Popular uprising: Tunisian expatriates shout slogans while holding Tunisian flags as they demonstrate on January 15, 2011 in Paris, France.

Tunisia's Jasmine Revolution is the first of its kind: the toppling of an autocrat in the Arab world who was till the end backed by Western powers. What now remains to be seen is if unrest in this Maghreb country will spread across the Middle East.

Early signs, if there can be any, are already there. As in Tunisia, Algeria too has been ravaged by riots in protest against food prices. Shortly after Tunisian President Zine Al-Abidine Ben Ali fled his country, the Algerian government of Abdelaziz Bouteflika, who had stormed to power in in 2009 with 90 per cent of the votes, beat a retreat. It tried to nip the protests by hastily cutting down the cost of staple foods such as sugar, cooking oil and flour. Import duties on sugar, cooking oil and other foodstuffs too were slashed.

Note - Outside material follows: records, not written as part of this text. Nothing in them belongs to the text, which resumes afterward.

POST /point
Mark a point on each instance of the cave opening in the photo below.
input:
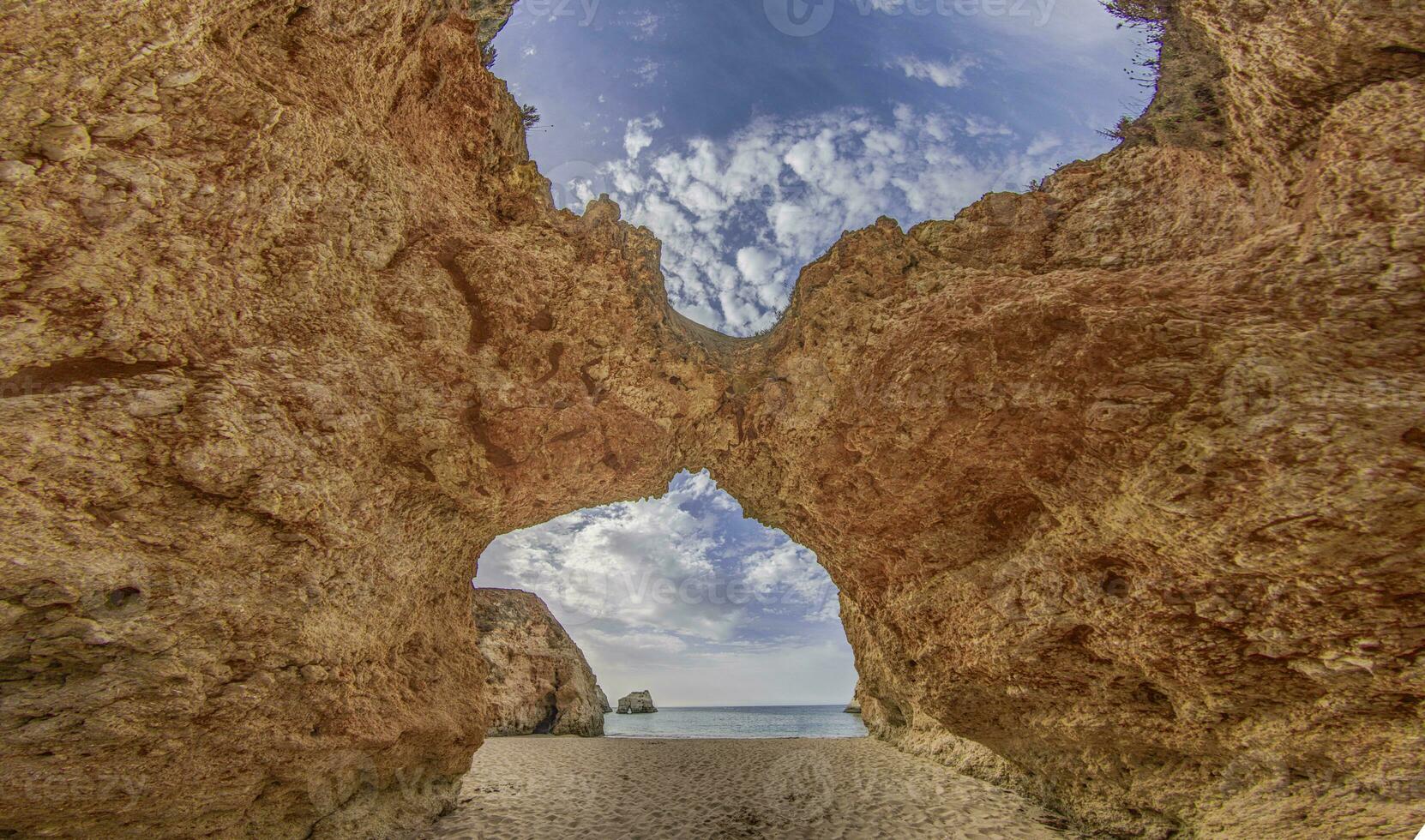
(682, 596)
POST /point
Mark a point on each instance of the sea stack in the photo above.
(636, 704)
(539, 682)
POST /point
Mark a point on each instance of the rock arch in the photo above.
(1121, 478)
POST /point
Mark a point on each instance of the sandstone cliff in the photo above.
(539, 682)
(1121, 480)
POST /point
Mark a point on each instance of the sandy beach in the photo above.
(848, 788)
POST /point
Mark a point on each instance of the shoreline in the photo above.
(553, 788)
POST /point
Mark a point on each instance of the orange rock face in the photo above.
(539, 681)
(1121, 480)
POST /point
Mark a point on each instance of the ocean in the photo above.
(737, 722)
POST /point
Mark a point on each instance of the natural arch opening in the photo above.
(682, 596)
(749, 142)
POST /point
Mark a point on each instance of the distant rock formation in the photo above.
(539, 681)
(1119, 477)
(636, 704)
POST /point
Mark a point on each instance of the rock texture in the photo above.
(539, 682)
(637, 704)
(1121, 478)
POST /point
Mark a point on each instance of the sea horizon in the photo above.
(757, 721)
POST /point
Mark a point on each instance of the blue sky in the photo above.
(686, 597)
(749, 150)
(749, 134)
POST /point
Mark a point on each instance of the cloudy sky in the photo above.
(749, 134)
(686, 597)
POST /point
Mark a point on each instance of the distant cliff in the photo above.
(637, 704)
(539, 681)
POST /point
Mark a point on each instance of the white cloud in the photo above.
(686, 566)
(938, 73)
(647, 71)
(646, 26)
(639, 135)
(740, 215)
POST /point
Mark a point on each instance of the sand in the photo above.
(847, 788)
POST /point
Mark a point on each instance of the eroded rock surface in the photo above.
(636, 704)
(1121, 480)
(539, 681)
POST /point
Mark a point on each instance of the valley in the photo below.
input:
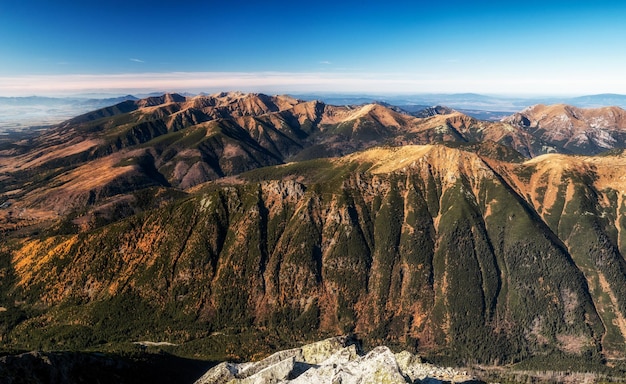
(230, 226)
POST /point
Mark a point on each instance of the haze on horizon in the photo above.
(511, 48)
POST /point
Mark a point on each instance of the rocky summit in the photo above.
(335, 360)
(230, 226)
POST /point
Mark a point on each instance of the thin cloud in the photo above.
(285, 82)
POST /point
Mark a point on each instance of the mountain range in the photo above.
(231, 225)
(21, 114)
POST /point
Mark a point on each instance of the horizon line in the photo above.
(299, 82)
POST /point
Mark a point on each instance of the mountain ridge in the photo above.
(233, 221)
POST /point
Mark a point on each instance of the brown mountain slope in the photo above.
(426, 247)
(579, 130)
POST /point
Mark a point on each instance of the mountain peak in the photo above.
(433, 111)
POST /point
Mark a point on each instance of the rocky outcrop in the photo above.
(335, 360)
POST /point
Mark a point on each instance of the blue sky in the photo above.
(510, 48)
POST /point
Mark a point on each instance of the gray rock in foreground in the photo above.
(335, 360)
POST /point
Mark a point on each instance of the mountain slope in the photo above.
(423, 246)
(584, 131)
(231, 225)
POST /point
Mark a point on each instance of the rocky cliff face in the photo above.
(426, 247)
(577, 130)
(335, 360)
(461, 250)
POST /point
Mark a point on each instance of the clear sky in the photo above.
(510, 48)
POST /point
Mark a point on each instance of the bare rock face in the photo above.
(335, 360)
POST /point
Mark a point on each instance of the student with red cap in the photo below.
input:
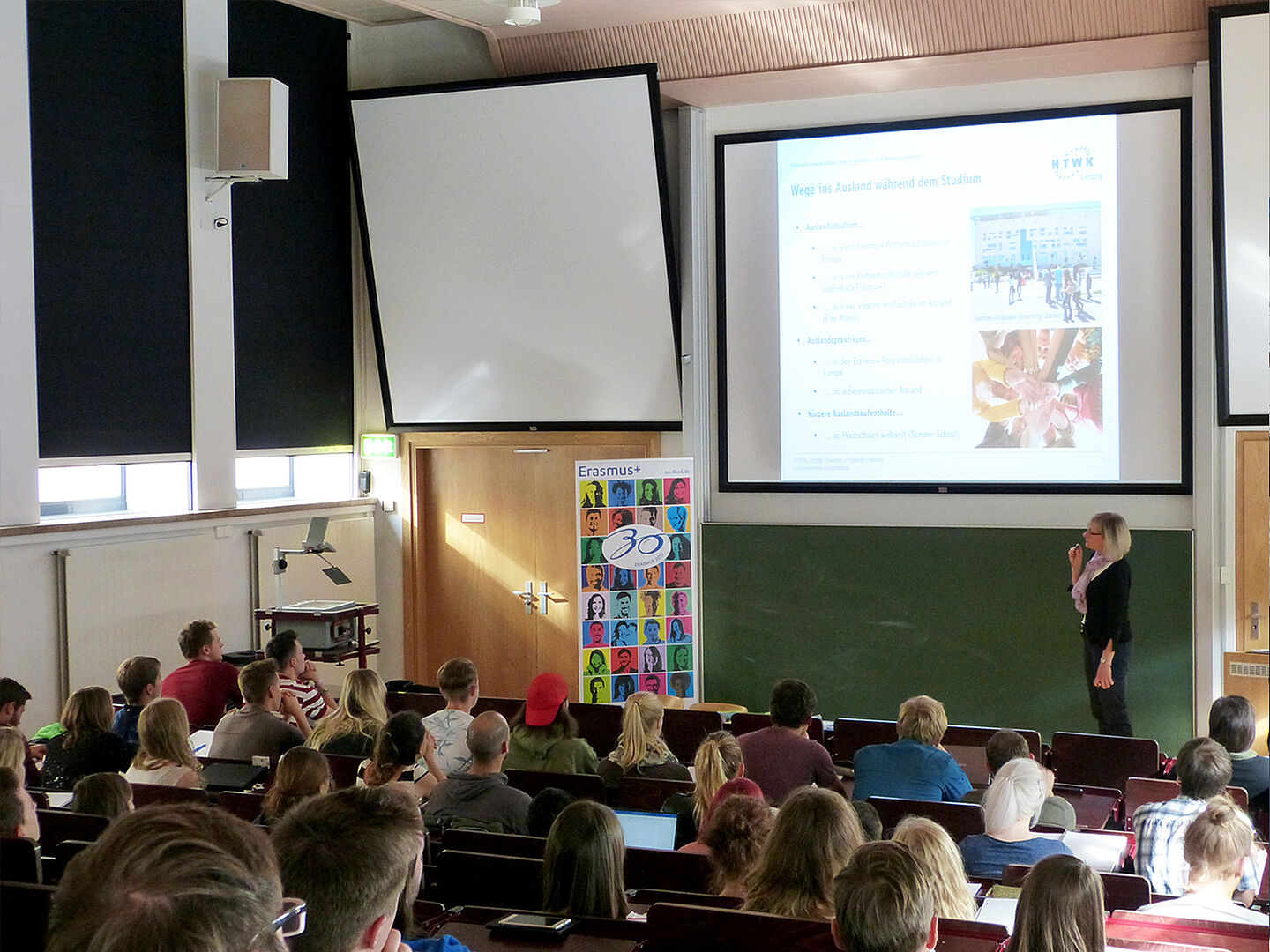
(545, 735)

Similar protests have hit Jordan. Over 8,000 people staged protests against escalating food prices and unemployment. The protests there have not escalated yet, but the Tunisian uprising might just provide fuel to the public anger here. In Egypt, which is ruled by another West-backed tyrant (Hosni Mubarak), there have been protests too. But the most recent ones were in solidarity with the Tunisian uprising. This should be making Mubarak squirm.

The Tunisian experience should serve as a wake-up call, not only for other autocrats in the Middle East, but also for the West which has backed these tyrants while turning a blind eye to the way they have been quelling popular movements and stifling the media.

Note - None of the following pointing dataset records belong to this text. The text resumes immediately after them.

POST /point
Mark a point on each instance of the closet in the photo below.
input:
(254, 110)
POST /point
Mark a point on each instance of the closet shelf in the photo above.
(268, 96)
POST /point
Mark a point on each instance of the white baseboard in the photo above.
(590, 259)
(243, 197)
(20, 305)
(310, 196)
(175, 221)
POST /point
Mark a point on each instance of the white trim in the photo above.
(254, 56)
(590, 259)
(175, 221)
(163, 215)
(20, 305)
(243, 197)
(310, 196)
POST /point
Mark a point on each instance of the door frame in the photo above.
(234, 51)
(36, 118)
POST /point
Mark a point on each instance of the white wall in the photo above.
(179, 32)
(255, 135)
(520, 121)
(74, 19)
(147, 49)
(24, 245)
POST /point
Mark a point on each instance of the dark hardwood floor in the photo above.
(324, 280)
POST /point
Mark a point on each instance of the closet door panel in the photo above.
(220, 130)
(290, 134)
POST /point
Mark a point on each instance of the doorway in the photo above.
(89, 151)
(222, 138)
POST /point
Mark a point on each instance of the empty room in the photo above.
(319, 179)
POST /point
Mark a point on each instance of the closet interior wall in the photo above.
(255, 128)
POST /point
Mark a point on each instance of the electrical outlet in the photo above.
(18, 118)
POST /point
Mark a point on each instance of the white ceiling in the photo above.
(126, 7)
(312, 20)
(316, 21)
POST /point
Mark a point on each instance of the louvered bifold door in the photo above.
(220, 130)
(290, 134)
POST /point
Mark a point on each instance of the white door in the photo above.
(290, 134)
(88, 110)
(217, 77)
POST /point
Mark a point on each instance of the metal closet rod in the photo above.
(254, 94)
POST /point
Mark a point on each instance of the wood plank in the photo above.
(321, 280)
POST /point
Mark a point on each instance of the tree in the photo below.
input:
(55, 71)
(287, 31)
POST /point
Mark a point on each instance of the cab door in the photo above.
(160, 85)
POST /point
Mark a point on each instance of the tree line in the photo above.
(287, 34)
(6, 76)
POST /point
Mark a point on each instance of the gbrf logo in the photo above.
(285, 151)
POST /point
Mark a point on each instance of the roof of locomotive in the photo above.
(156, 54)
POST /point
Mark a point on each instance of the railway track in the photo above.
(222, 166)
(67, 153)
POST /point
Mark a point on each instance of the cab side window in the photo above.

Zine El Abidine Ben Ali, who assumed the Presidency in November 1987 in a bloodless coup d'état from then President Habib Bourguiba who was declared incompetent, remained a tyrant till the end. Political opponents were either jailed or exiled, the media was throttled, corruption was institutionalised, and the dividends of any economic progress remained in the hands of a chosen few. All this while the West remained silent.

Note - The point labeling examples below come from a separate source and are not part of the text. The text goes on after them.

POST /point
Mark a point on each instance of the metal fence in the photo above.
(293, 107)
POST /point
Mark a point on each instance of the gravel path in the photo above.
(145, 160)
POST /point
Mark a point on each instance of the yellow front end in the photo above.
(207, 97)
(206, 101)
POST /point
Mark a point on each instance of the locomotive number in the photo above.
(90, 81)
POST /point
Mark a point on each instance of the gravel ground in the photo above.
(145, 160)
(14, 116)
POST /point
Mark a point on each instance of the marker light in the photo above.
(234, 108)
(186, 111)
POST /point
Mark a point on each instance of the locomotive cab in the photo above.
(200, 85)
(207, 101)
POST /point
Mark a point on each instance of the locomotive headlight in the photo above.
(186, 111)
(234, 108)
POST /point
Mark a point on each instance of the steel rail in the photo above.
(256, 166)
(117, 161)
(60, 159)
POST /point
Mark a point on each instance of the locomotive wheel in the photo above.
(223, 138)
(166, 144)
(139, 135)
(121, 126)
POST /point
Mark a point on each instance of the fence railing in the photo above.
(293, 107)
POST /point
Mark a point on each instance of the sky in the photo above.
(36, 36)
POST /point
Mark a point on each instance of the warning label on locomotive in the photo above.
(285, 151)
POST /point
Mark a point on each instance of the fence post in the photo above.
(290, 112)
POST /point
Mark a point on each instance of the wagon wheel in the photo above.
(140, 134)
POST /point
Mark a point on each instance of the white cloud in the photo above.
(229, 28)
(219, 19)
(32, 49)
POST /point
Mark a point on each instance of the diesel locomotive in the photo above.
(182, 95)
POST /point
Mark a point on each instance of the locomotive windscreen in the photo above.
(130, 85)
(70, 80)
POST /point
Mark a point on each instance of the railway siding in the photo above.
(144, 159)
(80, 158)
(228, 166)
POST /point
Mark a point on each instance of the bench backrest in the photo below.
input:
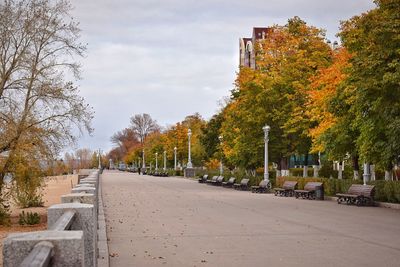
(310, 186)
(362, 190)
(289, 185)
(244, 181)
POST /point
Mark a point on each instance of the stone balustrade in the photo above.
(72, 235)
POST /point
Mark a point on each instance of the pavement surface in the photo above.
(171, 221)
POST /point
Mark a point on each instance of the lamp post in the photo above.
(175, 158)
(144, 164)
(165, 160)
(266, 129)
(221, 167)
(156, 161)
(190, 165)
(99, 160)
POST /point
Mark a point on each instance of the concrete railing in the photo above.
(71, 238)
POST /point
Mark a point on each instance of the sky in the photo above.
(173, 58)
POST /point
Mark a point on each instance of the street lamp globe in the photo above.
(266, 128)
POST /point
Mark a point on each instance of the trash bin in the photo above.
(319, 192)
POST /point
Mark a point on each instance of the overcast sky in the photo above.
(172, 58)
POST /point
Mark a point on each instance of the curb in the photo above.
(394, 206)
(103, 255)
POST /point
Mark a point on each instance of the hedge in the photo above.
(385, 191)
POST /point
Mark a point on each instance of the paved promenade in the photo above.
(158, 221)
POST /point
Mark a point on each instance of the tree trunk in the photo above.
(356, 167)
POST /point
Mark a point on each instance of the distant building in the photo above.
(246, 45)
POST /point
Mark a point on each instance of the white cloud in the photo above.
(171, 58)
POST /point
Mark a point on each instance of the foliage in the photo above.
(275, 94)
(142, 125)
(29, 218)
(373, 40)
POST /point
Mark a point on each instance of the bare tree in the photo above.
(143, 125)
(38, 50)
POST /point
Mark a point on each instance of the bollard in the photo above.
(84, 220)
(85, 185)
(79, 198)
(68, 247)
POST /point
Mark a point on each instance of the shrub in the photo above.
(27, 183)
(29, 218)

Even as the protests that were triggered off by the self-immolation of a man in the town of Sidi Bouzid spread across the country, the West could not see it coming. It certainly refused to acknowledge the popular protests. Secretary of State Hilary Clinton told an Arab satellite television audience that the United States was "not taking sides" in the Tunisian crisis. It was only later that the US administration decided to swim with the tide. Clinton went on to say later, "While some countries have made great strides in governance, in many others people have grown tired of corrupt institutions and a stagnant political order. They are demanding reforms to make their governments more effective, more responsive and more open."

Rumour has it that the West wanted Ben Ali to step down because it did not want the unrest to spread to other Arab countries. Everywhere in the Arab world, if anyone has benefited from public resentment against the dictators have been Islamists. Even though the Tunisian protests were not coordinated by any Islamist bloc, the West did not want to take chances. It is the manner in which Ben Ali relinquished power after 23 years that gives credence to such speculation. He first announced that media controls would be eased and that the police would no more fire at protestors. Then he declared emergency and fled.

Ben Ali is gone. It remains to be seen who in the Arab world will be next. Protesters in Egypt chanted outside the Tunisian embassy, "Ben Ali, tell Mubarak a plane is waiting for him, too!"